Около часу вернулся Тимо. Он отморозил себе скулы, их пришлось оттирать снегом. Я сказал ему, что истоплена баня. Он мгновение подумал и тут же пошел.
Раздеваясь в предбаннике, мы обменялись случайными фразами. Не помню уже о чем. Когда мы уселись на полке, мне захотелось сразу начать разговор. Только я не знал, как будет правильнее: прямо ли приступить к делу или начать издалека, но ни тот, ни другой способ мне не понравился…
Начать издалека казалось как-то унизительно, может быть, вследствие только что прочитанного пожелания: уподобимся детям… Но мысль приступить сразу почему-то парализовала мне язык…
Мы сидели на горячем осиновом настиле полка, в синеватых сумерках, просачивавшихся сквозь крохотное, занесенное снегом оконце, и чем дальше длилось молчание, тем более непреодолимым становилось то, что мешало мне начать.
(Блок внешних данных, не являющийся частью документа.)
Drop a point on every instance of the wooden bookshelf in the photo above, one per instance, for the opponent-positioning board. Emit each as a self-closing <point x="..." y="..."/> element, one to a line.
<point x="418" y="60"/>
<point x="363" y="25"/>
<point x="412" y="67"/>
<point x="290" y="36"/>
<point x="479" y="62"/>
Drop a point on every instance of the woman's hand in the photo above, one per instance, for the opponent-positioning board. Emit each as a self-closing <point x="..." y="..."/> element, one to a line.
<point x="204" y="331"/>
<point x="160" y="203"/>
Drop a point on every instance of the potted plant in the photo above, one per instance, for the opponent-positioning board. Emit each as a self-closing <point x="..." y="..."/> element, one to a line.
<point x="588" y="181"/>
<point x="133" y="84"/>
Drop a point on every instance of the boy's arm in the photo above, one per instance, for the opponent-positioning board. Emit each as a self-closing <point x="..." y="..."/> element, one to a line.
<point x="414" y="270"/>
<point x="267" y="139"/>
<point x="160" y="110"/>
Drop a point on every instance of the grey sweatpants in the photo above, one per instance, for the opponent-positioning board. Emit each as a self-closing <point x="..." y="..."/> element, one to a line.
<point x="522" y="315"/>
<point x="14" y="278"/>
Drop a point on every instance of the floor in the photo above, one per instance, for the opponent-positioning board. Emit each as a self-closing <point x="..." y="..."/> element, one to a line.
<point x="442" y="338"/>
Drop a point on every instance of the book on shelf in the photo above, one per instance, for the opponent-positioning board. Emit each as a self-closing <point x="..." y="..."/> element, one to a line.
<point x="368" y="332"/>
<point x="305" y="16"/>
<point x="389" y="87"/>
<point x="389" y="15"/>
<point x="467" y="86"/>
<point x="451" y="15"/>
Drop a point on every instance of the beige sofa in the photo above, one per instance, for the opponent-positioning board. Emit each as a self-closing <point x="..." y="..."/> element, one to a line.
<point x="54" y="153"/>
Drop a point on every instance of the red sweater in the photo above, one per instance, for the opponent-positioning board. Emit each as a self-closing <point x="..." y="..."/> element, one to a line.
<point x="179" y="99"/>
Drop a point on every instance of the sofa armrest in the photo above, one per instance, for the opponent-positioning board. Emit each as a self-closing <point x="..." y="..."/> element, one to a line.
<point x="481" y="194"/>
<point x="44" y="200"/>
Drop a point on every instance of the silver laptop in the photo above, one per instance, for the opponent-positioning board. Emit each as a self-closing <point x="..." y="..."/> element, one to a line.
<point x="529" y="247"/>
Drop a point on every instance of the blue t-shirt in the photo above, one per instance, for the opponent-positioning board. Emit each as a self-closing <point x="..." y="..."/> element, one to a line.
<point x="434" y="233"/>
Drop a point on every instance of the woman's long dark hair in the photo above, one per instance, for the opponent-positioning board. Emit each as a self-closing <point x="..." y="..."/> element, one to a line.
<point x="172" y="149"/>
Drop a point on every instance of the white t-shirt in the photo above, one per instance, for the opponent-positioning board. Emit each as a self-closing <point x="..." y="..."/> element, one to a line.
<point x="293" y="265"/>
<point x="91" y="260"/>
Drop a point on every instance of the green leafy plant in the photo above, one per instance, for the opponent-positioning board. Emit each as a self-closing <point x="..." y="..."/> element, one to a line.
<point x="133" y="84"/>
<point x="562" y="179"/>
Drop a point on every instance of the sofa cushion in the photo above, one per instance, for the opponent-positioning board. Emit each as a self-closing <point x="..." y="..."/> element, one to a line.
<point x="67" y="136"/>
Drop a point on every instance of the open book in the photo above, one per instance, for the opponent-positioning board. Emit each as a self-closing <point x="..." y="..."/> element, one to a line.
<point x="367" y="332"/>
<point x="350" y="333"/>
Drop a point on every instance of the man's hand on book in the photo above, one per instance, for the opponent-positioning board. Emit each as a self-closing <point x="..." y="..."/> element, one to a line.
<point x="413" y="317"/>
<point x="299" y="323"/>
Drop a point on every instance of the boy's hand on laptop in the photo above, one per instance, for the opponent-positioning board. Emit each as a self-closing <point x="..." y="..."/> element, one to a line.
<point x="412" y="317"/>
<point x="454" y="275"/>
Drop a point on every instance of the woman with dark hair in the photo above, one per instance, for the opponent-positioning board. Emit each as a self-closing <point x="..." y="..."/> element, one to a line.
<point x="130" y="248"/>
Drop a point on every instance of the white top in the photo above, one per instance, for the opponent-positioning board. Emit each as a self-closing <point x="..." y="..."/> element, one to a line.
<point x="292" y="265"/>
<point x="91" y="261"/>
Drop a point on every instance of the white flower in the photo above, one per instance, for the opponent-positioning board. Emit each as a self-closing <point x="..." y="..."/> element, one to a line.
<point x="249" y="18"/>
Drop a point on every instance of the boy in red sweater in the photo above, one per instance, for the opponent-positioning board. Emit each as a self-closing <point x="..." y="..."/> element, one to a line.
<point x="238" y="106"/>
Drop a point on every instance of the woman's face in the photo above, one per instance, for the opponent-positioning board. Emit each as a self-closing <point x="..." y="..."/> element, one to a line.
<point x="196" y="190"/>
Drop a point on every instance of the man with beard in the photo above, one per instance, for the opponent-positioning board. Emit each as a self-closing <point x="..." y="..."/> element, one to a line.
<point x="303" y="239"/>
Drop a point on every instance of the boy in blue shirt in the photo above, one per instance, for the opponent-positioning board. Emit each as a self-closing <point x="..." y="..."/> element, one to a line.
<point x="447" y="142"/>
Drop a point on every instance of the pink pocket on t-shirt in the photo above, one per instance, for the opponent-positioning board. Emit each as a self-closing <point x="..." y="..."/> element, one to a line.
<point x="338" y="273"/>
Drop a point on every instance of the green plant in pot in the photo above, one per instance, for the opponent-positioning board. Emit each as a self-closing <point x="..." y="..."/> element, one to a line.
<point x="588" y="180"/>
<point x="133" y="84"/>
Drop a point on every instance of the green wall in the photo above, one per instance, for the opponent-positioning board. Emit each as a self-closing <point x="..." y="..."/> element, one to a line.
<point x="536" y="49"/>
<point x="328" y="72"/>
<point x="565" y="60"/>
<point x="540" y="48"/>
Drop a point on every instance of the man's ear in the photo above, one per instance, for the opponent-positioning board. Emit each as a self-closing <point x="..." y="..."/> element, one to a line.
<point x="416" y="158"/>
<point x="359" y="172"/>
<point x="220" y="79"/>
Тимо сидел напротив меня, уперев локти в колени, сжав виски ладонями, подбородок опущен на грудь, покрытую серой, как железо, растительностью. По его бледному, с постепенно проступающими красными пятнами лицу струились капельки пота, и было слышно, как они капали на полок: кап — кап — кап. Я подумал: до девятнадцатой капли должно что-то произойти, иначе… После семнадцатой Тимо, все так же глядя в пол, сказал:
— Прошлый раз ты спросил, что случилось в Шлиссельбурге с моей памятью…
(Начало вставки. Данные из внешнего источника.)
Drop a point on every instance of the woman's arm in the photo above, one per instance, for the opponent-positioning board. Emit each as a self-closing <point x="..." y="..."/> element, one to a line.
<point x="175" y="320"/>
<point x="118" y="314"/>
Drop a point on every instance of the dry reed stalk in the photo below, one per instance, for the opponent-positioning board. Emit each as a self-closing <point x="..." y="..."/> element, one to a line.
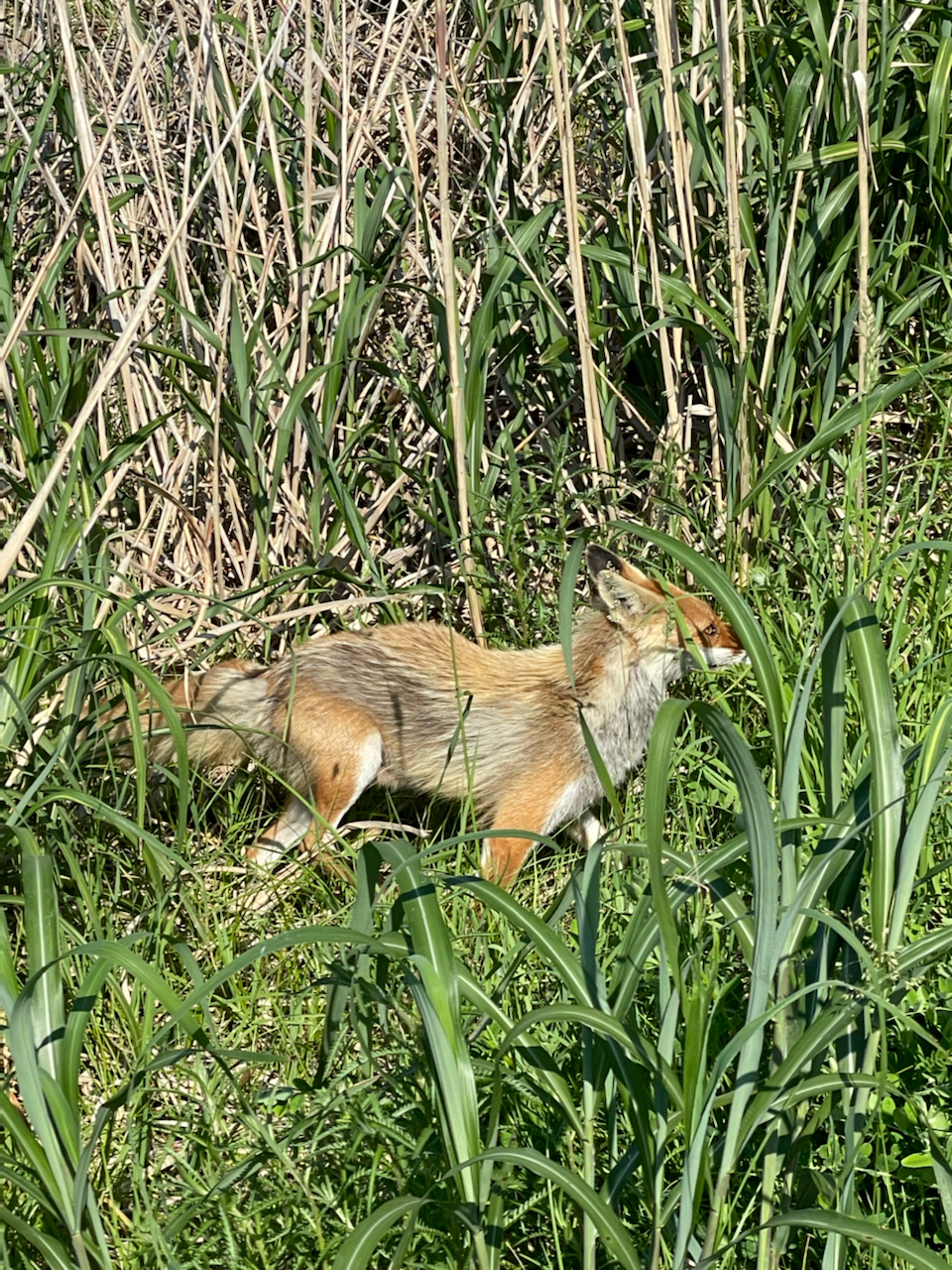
<point x="122" y="348"/>
<point x="452" y="318"/>
<point x="557" y="45"/>
<point x="735" y="246"/>
<point x="792" y="221"/>
<point x="647" y="223"/>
(Все, что он говорил мне в бане, постараюсь записать здесь, по возможности ничего не меняя. Пусть это будет написано так, будто он сам все изложил на бумаге. Чтобы меня как бы не было между ним и его рассказом. Не допускаю, чтобы какой-нибудь психиатр, который захотел бы впоследствии поставить диагноз, когда-нибудь прочитает эти строчки. А все же…)
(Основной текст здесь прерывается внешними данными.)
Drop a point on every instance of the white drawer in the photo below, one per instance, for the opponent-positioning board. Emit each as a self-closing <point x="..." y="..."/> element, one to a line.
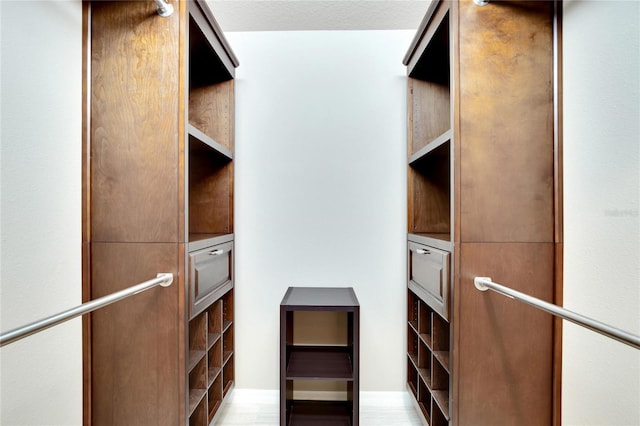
<point x="209" y="270"/>
<point x="429" y="276"/>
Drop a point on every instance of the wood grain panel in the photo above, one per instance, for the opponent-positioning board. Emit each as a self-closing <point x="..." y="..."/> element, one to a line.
<point x="430" y="193"/>
<point x="210" y="195"/>
<point x="134" y="123"/>
<point x="504" y="353"/>
<point x="506" y="127"/>
<point x="138" y="343"/>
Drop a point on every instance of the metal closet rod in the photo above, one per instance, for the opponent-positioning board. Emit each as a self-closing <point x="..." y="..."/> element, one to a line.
<point x="163" y="279"/>
<point x="485" y="283"/>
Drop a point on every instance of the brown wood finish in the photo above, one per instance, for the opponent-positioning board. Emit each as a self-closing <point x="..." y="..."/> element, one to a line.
<point x="86" y="212"/>
<point x="506" y="122"/>
<point x="506" y="211"/>
<point x="429" y="119"/>
<point x="431" y="193"/>
<point x="210" y="195"/>
<point x="213" y="117"/>
<point x="134" y="120"/>
<point x="136" y="352"/>
<point x="138" y="198"/>
<point x="504" y="353"/>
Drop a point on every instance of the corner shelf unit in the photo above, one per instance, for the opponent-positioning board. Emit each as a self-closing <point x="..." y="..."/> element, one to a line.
<point x="158" y="197"/>
<point x="320" y="361"/>
<point x="482" y="166"/>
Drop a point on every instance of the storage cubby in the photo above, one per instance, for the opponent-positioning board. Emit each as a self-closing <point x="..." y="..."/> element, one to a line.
<point x="199" y="416"/>
<point x="215" y="396"/>
<point x="197" y="384"/>
<point x="210" y="191"/>
<point x="197" y="340"/>
<point x="210" y="85"/>
<point x="210" y="133"/>
<point x="430" y="91"/>
<point x="412" y="376"/>
<point x="319" y="344"/>
<point x="430" y="193"/>
<point x="483" y="179"/>
<point x="424" y="399"/>
<point x="214" y="326"/>
<point x="228" y="374"/>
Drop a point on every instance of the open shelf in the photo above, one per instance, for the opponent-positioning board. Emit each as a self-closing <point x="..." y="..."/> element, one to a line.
<point x="319" y="362"/>
<point x="210" y="365"/>
<point x="210" y="190"/>
<point x="318" y="413"/>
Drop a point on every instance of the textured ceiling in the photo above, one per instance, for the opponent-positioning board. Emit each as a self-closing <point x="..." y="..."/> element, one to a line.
<point x="301" y="15"/>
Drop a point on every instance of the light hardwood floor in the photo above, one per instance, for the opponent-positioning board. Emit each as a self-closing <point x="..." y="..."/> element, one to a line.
<point x="261" y="407"/>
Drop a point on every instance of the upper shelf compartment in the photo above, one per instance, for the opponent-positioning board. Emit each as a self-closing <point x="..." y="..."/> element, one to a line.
<point x="211" y="73"/>
<point x="430" y="83"/>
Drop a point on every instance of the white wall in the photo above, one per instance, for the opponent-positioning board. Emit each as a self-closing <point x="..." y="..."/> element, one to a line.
<point x="320" y="193"/>
<point x="41" y="376"/>
<point x="601" y="378"/>
<point x="321" y="189"/>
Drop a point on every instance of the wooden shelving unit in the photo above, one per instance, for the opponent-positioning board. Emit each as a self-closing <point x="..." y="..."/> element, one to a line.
<point x="481" y="190"/>
<point x="321" y="361"/>
<point x="159" y="198"/>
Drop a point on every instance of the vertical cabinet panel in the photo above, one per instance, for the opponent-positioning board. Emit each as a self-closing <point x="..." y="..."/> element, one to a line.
<point x="481" y="160"/>
<point x="159" y="199"/>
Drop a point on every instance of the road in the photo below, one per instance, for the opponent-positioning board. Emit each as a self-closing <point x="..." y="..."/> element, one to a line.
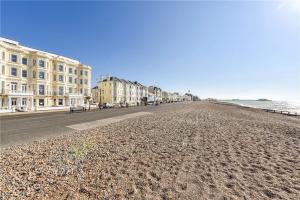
<point x="25" y="128"/>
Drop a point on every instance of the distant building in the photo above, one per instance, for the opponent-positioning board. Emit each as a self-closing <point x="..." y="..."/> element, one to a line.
<point x="95" y="94"/>
<point x="118" y="91"/>
<point x="31" y="79"/>
<point x="157" y="92"/>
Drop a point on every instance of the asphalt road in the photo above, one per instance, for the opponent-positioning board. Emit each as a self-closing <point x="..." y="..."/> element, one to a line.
<point x="25" y="128"/>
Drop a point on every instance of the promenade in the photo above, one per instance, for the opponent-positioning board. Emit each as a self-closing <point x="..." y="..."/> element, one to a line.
<point x="199" y="150"/>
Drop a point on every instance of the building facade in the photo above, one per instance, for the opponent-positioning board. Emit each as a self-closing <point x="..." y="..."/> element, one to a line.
<point x="31" y="79"/>
<point x="157" y="92"/>
<point x="118" y="91"/>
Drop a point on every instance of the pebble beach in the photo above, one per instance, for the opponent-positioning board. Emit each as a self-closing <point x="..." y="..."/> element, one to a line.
<point x="199" y="150"/>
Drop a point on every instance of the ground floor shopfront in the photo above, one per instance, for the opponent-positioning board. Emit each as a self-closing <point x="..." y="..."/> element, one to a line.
<point x="24" y="103"/>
— …Я уже говорил тебе… о нервозности и бессоннице, которые стали меня донимать. И о тех — как бы сказать — вечерних потоках утверждений и возбужденном бессонницей мозге… Сначала они были не очень мучительны. И я вспомнил, что подобное со мной и раньше бывало. Между сражениями в Бессарабии и Пруссий и под Парижем. Если вечером на заседании штаба я возражал против диспозиции утреннего сражения, то ночью я продолжал этот спор во сне. Но летом двадцатого года такие приступы стали усиливаться. И диспозиции, по поводу которых вспыхивали у меня в голове утверждения, относились не к случайным сражениям, а если и относились, то это длилось недолго, понимаешь… Всегда все вскоре устремлялось к главному вопросу… Так что большей частью я спорил с императором. Я цитировал ему его самого и философов, и пророков, и Евангелие. Отчасти намеренно, чтобы тренировать память. Но нередко, а потом все чаще — в такие часы потоков мыслей — и вопреки моему желанию. Мысли, известные мне от Лерберга, из лекций, из книг, стекались ко мне в невероятном количестве и с удивительной ясностью — а позже их вдруг появилось так много, что мне стало даже страшно. Представь себе: утверждения начинают сгущаться и принимают формы объемных геометрических фигур… Силлогизмы становятся лестницами. Тезисы громоздятся как вытесанные колонны. Платон и Аристотель ходят по этим лестницам между колонн и перекликаются со Шлегелем и Кантом… Их построения начинают переплетаться… и взаимно отражаться… Картин и понятий становится вдруг так умопомрачительно много, что я подобен утопающему в стремнине — стремнине в моей собственной голове — и вдруг она разрывает мне череп… Стремнина стремится не останавливаясь — видишь, все время сопутствует столкновение созвучий, — а я в отчаянии стараюсь ухватиться за какую-нибудь здравую мысль, чтобы выкарабкаться из нее… И осенью двадцатого года однажды поздно вечером — к тому времени припадки стали уже такими сильными, что мне часто делалось страшно, что я схожу с ума, — я почувствовал, что с божьей помощью за что-то ухватился… Я вцепился и старался понять, что же это… и понял: с грохотом стучали в дверь и кричали: «Замолчи! Замолчи, преступник!»